東京の山手線内の公立学校だと、小学校低学年から中学受験塾の低学年クラスに入り、そのまま中学受験クラスへ進み、志望の私立中学に入学すると有名中学御用達の塾に通い、大学受験まで塾通いして、難関大学へ進学するという子どもが珍しくありません。
ずーっと勉強をしていて、それが当たり前になっています。
おそらく、そうした子どもは疑問を持たないのかもしれません。
ドラマ『二月の勝者』で、「偏差値50台の学校を受ける奴はゴミだ!」という台詞を子どもが言っていましたが、勉強が第一という価値観の子には、あってもおかしくないエピソードでした。
ドラマにもあったように、父親が過剰に受験に介入してくるケースはまま見られます。
また、母親が夫から見下されないように、結果を出すことにこだわって子どもの勉強に入れ込むケースもあります。
子どもは親の言葉をコピーしてしまうので、先のような言葉が出たのでしょう。
勉強だけでなく、スポーツでも芸術でも、子どもに入れ込むことはありますが、特に勉強で弊害が目立つのはなぜでしょうか。
それは、スポーツや芸術はみんながやるものではないのに対して、勉強はほぼ全員が参加しているという点が違うからだと思います。

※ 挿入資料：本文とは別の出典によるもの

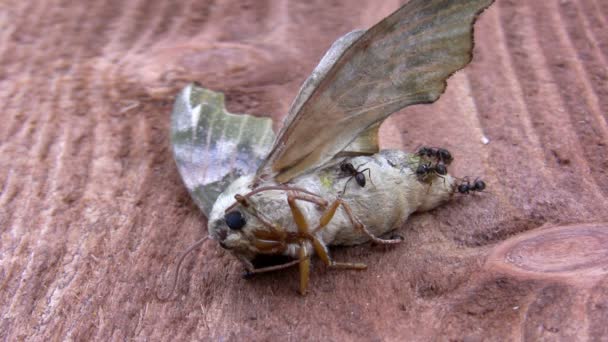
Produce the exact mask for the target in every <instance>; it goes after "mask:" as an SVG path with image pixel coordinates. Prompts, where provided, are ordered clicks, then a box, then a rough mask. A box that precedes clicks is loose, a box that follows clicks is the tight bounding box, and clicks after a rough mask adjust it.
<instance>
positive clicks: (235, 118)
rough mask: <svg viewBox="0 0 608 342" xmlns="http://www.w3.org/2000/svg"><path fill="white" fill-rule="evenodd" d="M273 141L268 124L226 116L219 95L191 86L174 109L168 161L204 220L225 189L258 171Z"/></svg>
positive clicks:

また、試合やコンクールよりも頻繁に行われるテストにより、結果が確かめやすいということもあります。
勉強ができることは、悪いことどころか良いことです。
しかし、勉強ができないことを見下すようになるのは困ります。
大学までは、勉強の成績で自己評価できても、社会人になれば違う尺度で測られます。
その時になって、勉強しかできないと気づいても遅いのです。
勉強のほかに、趣味や特技を一つでも持っておくと、社会がひろがります。
勉強以外に同年代の子と触れ合う場ができ、さらに家庭と学校以外の大人とのつながりもできます。
また、試合や発表会などで成果を披露する機会ができ、大勢の前で自分を見せるという経験ができます。
このように、色々と学校ではできない経験ができるのです。
これまで、習い事のやりすぎは逆効果ですよと、しばしば書いてきました。
でも、まったくやらないのも、そうした経験をできないので、もったいないと思うのです。
企業のリクルーターが望む人材は、独創性やリーダーシップもありますが、グループワークができる人と答える人は多いです。
それは、単に協調性というよりも、多様な人々に交じっても自分を出しつつ、他人の価値観を否定せずに、受け止めて検討できる人です。
自分で勉強しているだけでは、なかなかそうした素養は身につかいにくいでしょう。